You’re talking about a highly specific toolchain you prefer for development. I use basically none of this and am a fairly productive developer ;)
I'm yet to see vast segment of developers wanting to code on their mobile devices, and this particular conversation is about browser DevTools :)
I have yet to meet a Web Developer who is happy that they have no DevTools on mobile😅
Forget programming, sometimes I just want to inspect an element so I can remove some garbage in it. Or, goddammit, just a console that shows me the errors the page is generating. This is not rocket science, this does not require some new UX, this is BASIC SHIT.
Even if you *have* a desktop, setting up the remote debugging a pain in the ass if all you want is to see the errors the page is generating.

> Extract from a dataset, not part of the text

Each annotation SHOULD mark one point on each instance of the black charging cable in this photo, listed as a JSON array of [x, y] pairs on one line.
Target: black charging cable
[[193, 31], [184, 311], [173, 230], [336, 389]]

Good luck fitting all of those tools into a 5 inch screen with no UX for multi windowing ;) Might be basic shit, but we haven't figured it out yet.
there are mobile browsers with a basic console today, this is not actually hard. there’s a big gap between the nothing major browsers ship with today and where they should be.
also not hard.
But this is.... Our current generation of tools don't allow us to *target* mobile *from* mobile, and I'm not convinced that retrofitting our existing tools without rethinking the UX and interactions will do it.
the old phone i got second hand for free has more cores than my laptop
Yep, we're still doing this the same as we did in early 2000's. Still remember how cool (but not quite right) the WinCE emulators were
Wait. What? I’ve been building mobile first since responsive design became a thing. People… don’t? How the cock do any of their sites ever work?
This is a problem. I do my development primarily with the mobile view enabled & dev tools docked to the right. It forces me to make a mobile usable experience. Desktop then just happens in most cases.
I'm in a bootcamp now and we are told to start at mobile and work our way to desktop. But mobile is the default target for everything.